ところが、ここで乗り出してきたのが文科省です。九月十五日、文科省は沖縄県教育長に対して、採択地区協議会の答申に基づき、一致した教科書採択を行うようにと指導します。さらに文科省は、九月八日の協議は無効であり、協議会の答申の決定に従って育鵬社の教科書を採択した石垣市・与那国町を教科書無償の対象とし、これに従わない竹富町は無償の対象から外すとしました。しかしながら、東京書籍の教科書を竹富町に寄贈するという市民運動もあり、竹富町の公民教科書は市民からの寄贈で備えられることになりました。

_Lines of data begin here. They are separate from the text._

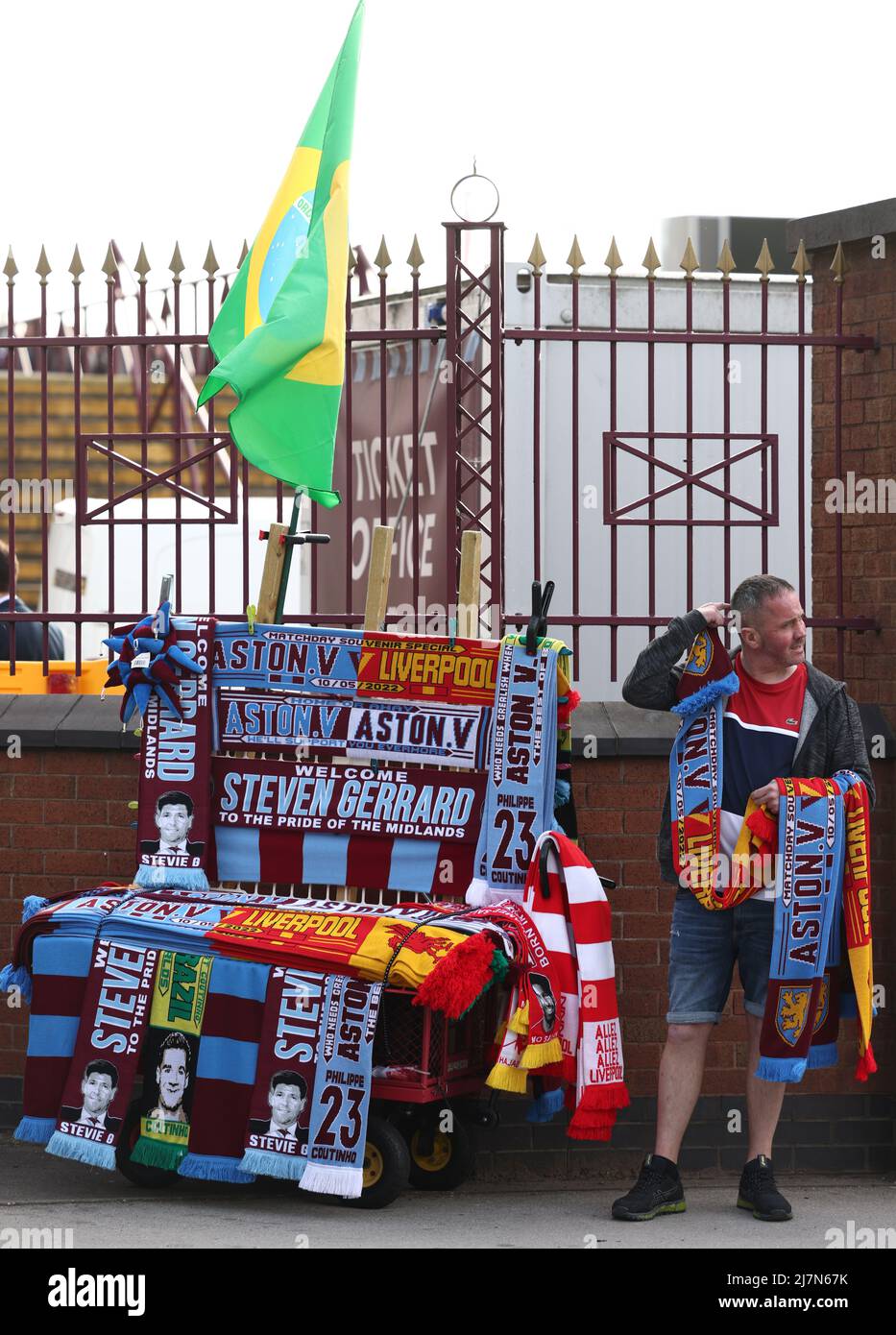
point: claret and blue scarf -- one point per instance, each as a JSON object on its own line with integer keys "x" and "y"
{"x": 821, "y": 840}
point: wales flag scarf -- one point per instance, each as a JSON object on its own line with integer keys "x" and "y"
{"x": 279, "y": 336}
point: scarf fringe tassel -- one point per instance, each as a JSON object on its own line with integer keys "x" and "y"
{"x": 171, "y": 879}
{"x": 332, "y": 1181}
{"x": 541, "y": 1055}
{"x": 782, "y": 1070}
{"x": 214, "y": 1168}
{"x": 33, "y": 904}
{"x": 83, "y": 1151}
{"x": 707, "y": 695}
{"x": 821, "y": 1056}
{"x": 460, "y": 979}
{"x": 510, "y": 1079}
{"x": 157, "y": 1155}
{"x": 36, "y": 1131}
{"x": 865, "y": 1065}
{"x": 270, "y": 1164}
{"x": 545, "y": 1105}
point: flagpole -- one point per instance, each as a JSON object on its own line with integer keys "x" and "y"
{"x": 287, "y": 558}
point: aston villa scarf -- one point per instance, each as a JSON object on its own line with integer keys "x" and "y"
{"x": 174, "y": 821}
{"x": 321, "y": 661}
{"x": 435, "y": 949}
{"x": 522, "y": 770}
{"x": 170, "y": 1060}
{"x": 696, "y": 783}
{"x": 308, "y": 1108}
{"x": 397, "y": 829}
{"x": 433, "y": 733}
{"x": 817, "y": 873}
{"x": 61, "y": 969}
{"x": 226, "y": 1070}
{"x": 105, "y": 1060}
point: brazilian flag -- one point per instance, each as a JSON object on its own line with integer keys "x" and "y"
{"x": 280, "y": 335}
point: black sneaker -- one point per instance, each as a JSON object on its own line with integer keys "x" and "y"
{"x": 759, "y": 1192}
{"x": 657, "y": 1191}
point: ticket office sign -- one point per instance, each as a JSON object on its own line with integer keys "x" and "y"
{"x": 402, "y": 731}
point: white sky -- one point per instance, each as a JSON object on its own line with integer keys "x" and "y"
{"x": 170, "y": 120}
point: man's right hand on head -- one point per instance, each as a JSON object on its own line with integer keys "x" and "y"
{"x": 715, "y": 613}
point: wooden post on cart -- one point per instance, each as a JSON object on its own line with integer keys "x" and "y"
{"x": 468, "y": 597}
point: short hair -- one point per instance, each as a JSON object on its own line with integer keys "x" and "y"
{"x": 755, "y": 591}
{"x": 174, "y": 1041}
{"x": 290, "y": 1078}
{"x": 174, "y": 800}
{"x": 6, "y": 567}
{"x": 102, "y": 1068}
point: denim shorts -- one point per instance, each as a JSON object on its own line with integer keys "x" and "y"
{"x": 703, "y": 948}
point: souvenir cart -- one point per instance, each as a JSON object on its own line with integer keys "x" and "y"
{"x": 318, "y": 967}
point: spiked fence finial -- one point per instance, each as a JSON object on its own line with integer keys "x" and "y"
{"x": 801, "y": 264}
{"x": 613, "y": 257}
{"x": 650, "y": 259}
{"x": 690, "y": 260}
{"x": 537, "y": 256}
{"x": 43, "y": 267}
{"x": 725, "y": 262}
{"x": 575, "y": 259}
{"x": 764, "y": 263}
{"x": 416, "y": 257}
{"x": 142, "y": 266}
{"x": 382, "y": 257}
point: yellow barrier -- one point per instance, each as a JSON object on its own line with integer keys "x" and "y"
{"x": 61, "y": 681}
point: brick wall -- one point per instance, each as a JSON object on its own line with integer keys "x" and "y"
{"x": 64, "y": 822}
{"x": 868, "y": 441}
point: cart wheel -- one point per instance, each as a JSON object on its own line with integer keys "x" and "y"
{"x": 142, "y": 1175}
{"x": 441, "y": 1160}
{"x": 386, "y": 1166}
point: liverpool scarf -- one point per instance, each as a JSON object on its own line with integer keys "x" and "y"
{"x": 522, "y": 770}
{"x": 170, "y": 1058}
{"x": 311, "y": 1096}
{"x": 106, "y": 1055}
{"x": 570, "y": 913}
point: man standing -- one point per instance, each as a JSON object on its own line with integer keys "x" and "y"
{"x": 787, "y": 718}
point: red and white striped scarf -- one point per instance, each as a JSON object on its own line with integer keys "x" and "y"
{"x": 571, "y": 917}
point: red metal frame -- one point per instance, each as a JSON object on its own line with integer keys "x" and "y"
{"x": 475, "y": 426}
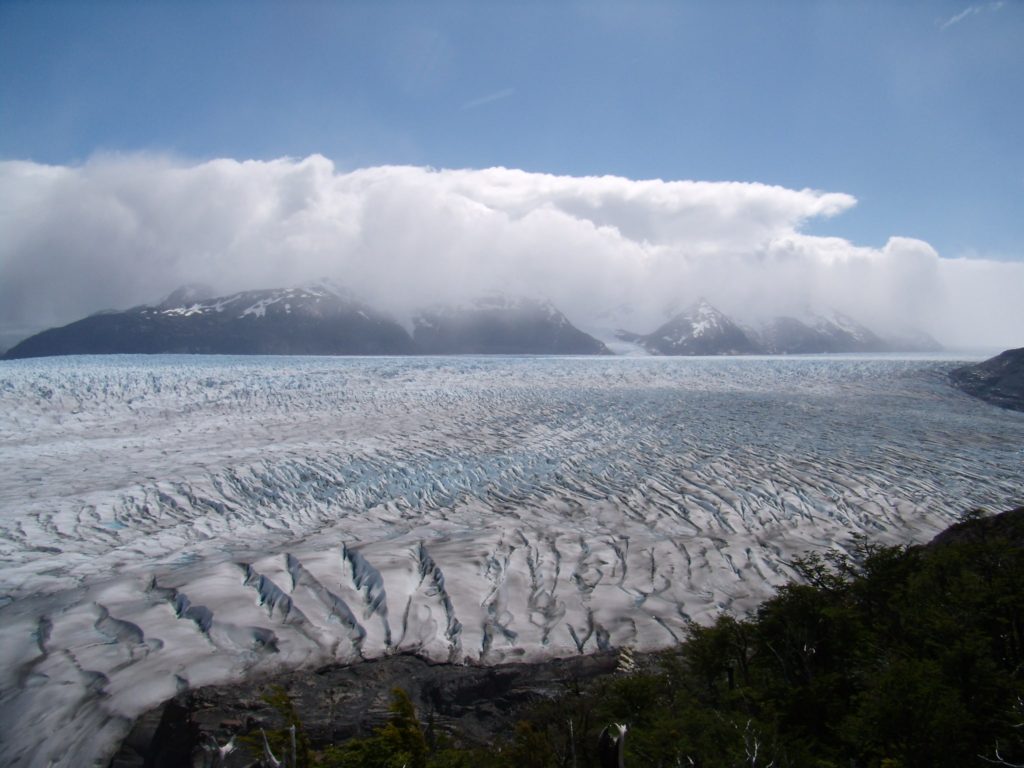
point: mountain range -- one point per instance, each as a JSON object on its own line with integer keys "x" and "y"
{"x": 321, "y": 318}
{"x": 998, "y": 380}
{"x": 704, "y": 330}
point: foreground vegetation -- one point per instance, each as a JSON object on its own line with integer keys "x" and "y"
{"x": 882, "y": 657}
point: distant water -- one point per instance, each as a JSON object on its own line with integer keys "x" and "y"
{"x": 172, "y": 521}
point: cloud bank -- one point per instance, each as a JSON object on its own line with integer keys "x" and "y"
{"x": 122, "y": 230}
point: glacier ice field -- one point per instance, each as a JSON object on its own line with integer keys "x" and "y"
{"x": 173, "y": 521}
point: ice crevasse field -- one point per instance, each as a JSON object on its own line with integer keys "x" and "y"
{"x": 172, "y": 521}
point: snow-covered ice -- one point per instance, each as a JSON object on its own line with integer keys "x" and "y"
{"x": 171, "y": 521}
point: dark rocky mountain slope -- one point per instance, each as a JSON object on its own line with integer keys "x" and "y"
{"x": 998, "y": 380}
{"x": 300, "y": 321}
{"x": 501, "y": 326}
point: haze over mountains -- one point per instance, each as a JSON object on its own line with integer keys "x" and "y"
{"x": 122, "y": 231}
{"x": 323, "y": 318}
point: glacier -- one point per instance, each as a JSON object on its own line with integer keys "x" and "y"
{"x": 173, "y": 521}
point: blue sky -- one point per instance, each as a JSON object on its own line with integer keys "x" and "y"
{"x": 914, "y": 109}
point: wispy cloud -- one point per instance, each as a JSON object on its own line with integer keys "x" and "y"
{"x": 969, "y": 11}
{"x": 489, "y": 98}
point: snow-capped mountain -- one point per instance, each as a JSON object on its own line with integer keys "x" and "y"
{"x": 318, "y": 318}
{"x": 499, "y": 325}
{"x": 832, "y": 332}
{"x": 699, "y": 330}
{"x": 702, "y": 330}
{"x": 312, "y": 320}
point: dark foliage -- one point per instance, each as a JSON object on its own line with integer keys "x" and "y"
{"x": 883, "y": 657}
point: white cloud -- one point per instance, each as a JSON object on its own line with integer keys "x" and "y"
{"x": 489, "y": 98}
{"x": 969, "y": 11}
{"x": 122, "y": 230}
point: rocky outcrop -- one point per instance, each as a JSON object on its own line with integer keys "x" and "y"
{"x": 998, "y": 380}
{"x": 341, "y": 701}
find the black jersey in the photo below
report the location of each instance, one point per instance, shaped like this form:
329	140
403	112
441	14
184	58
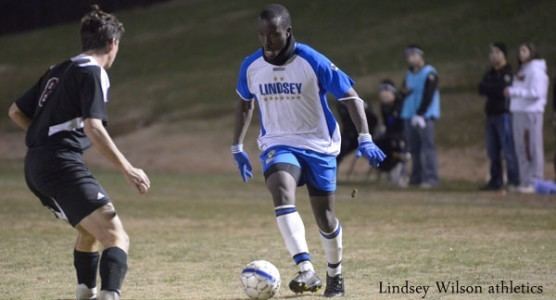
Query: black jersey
64	96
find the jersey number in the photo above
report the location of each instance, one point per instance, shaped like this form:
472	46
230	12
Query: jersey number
48	89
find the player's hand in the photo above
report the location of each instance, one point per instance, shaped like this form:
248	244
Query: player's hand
242	162
418	121
138	178
369	150
507	92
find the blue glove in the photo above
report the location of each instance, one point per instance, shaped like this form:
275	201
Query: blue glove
242	162
369	150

当時の民主党政権時においては、教科書無償の対象からは外されましたが、それ以上の処罰等は問われなかったのですが、安倍政権となった後の二〇一三年三月一日、義家弘介文科大臣政務官は現地を訪れ、「竹富町は有償教科書を使用している二十数人(の生徒)を歴史上生みだしてしまっている」と述べ、竹富町が三月三十一日までに適切な対応をしなければ法的措置も辞さないとします。実際に竹富町の教科書無償化を妨げたのは文科省にもかかわらず。その後、下村博文文科大臣は同年十一月十五日に、「沖縄県八重山採択地区のように、採択地区内で教科書が一本化できない事態の発生を防止するため」に「教科書無償措置法の改正案」を次期通常国会に提出すると、法的強制力について明言。そして今年三月十四日、文科相は県や地区の教育委員会を飛び越して、竹富町に直々に地区と一致した教科書採択を行うように是正要求を下したのです。国が市町村に対して、直接是正要求するのは初めてのことです。ここでの問題は、「教科書無償措置法違反」のかのように一見装われていますが、国が育鵬社の公民教科書を何としても使わせようとし、学校教育で何を教え、何を教えないかに介入しようとしていることが、この問題の本質です。

Q 育鵬社の教科書は、どんな内容なのですか?
育鵬社の公民教科書は、「新しい歴史教科書をつくる会」から分裂した「日本教育再生機構」主導によるもので、「大日本帝国憲法」を評価し、現憲法はアメリカに押しつけられたもので自主憲法に改正することが望ましいと明言する内容です。「平和主義」の項目では自衛隊活動が多くを占め、「国民主権と天皇」として天皇を大きく取り上げ、基本的人権についても「公共の福祉の制限」と「国民の義務」に大きな比重を置いています。自民党の憲法改正草案が目指す国の在り方が大きく反映されているといえるでしょう。アジア太平洋戦争で日本が行ったことの評価は、戦後も教科書検定によって国がコントロールし続けてきました。それと同じ問題が、今回の竹富町の公民教科書採択に象徴的に現れているのです。八重山諸島は、第二次世界大戦(一九三九~四五年)の沖縄戦において、激しい被害を受けた地域です。戦争の惨禍を経験した人々にとって、国が再び教育の統制を行い、学校教育が軍国教育の場となることを許すことができないという良心が、今回の論争に現れていることを見る必要があるのではないでしょうか。